The allure of playing for LSU may have been enough to warrant serious contemplation and stretch negotiations to one day before the deadline, but eventually big money talks.
Millions of dollars can be awfully hard to turn away from.
Prized LSU signee Brice Turang signed with the Milwaukee Brewers on Thursday night, the player announced on Twitter. The shortstop was the No. 21 overall selection in last month’s MLB Draft and signed for $3.4 million, according to a source, which is above slot value for where he was picked.
So happy to be a brewer thank you for all the love and support! God bless ❤️ @Brewers pic.twitter.com/XD7zw7SBR3
— brice turang (@BriceCturang) July 6, 2018
Getting Turang to campus was always considered something as a pipe dream for the LSU staff. Many projected Turang as a possible first overall selection at this time last year, and the potential for him playing college ball only became realistic once a relatively pedestrian senior season caused scouts to downgrade the California native on their draft boards.
The deadline for MLB draft picks to sign professionally is Friday, July 6 at 5 p.m. ET. No other players with LSU ties are expected to sign between now and then, meaning Turang, outfielder Elijah Cabell, who LSU released from a National Letter of Intent, and pitcher Levi Kelly are the only signees lost to the professional ranks.
Even without Turang, staffers are bullish about a recruiting class that LSU coach Paul Mainieri said could finish as the best in the country.
“A lot of things worked in our favor this year, so our class is going to be intact,” Mainieri told reporters in June. “Personally, I think it’s the No. 1 class in the country. I don’t know if it’s going to be rated that way, but I wouldn’t trade our class for anybody.
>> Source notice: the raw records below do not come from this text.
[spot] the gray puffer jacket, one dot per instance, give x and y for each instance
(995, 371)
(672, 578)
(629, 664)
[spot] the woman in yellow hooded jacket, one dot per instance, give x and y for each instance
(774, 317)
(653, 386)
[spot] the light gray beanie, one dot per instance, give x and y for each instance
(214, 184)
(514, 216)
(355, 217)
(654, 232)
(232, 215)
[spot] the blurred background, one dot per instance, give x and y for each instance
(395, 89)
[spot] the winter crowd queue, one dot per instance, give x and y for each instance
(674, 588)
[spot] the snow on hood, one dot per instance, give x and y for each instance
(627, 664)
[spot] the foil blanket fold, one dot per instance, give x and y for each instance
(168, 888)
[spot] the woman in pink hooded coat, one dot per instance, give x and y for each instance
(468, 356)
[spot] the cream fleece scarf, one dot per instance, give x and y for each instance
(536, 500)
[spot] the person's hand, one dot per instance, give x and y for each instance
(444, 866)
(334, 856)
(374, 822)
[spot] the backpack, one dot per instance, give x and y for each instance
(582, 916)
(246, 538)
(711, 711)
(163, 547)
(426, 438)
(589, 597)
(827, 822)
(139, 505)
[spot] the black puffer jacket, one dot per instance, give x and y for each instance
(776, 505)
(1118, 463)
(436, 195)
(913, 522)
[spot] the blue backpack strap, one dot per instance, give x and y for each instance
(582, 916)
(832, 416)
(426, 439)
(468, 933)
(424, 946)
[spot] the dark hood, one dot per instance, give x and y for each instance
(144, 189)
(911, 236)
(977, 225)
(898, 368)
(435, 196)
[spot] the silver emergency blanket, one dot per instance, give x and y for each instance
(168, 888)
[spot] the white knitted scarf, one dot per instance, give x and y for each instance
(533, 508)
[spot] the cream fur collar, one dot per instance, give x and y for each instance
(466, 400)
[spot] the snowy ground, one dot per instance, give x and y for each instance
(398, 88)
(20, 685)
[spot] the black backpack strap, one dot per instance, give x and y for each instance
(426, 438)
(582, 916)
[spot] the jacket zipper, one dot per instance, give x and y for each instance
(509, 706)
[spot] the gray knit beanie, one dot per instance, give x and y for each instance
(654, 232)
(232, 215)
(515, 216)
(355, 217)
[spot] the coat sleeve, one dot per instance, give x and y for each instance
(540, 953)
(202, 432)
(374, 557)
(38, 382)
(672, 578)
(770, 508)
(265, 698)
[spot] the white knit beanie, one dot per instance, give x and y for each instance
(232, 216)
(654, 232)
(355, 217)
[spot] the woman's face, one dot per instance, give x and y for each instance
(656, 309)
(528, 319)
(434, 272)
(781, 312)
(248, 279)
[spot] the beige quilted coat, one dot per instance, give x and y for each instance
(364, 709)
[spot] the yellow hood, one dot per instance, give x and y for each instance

And if Brice Turang ends up coming to school, it’ll be a class for the ages.”
Now that Turang is no longer in play, LSU’s priority must shift to ensuring that Josh Smith is fully recovered from the back injury that cost him nearly all of his sophomore season. As of mid June, Smith was hitting and working out without any pain in his back, although he was scheduled to undergo further testing.
“He still remains the most critical factor for our season next year,” Mainieri said in June.
If healthy, Smith can step back in as LSU’s starting shortstop. If not, Hal Hughes represents an experienced, defensive-minded option after starting in Smith’s stead as a true freshman. Incoming freshmen Drew Bianco and Gavin Dugas could also find their way into the mix.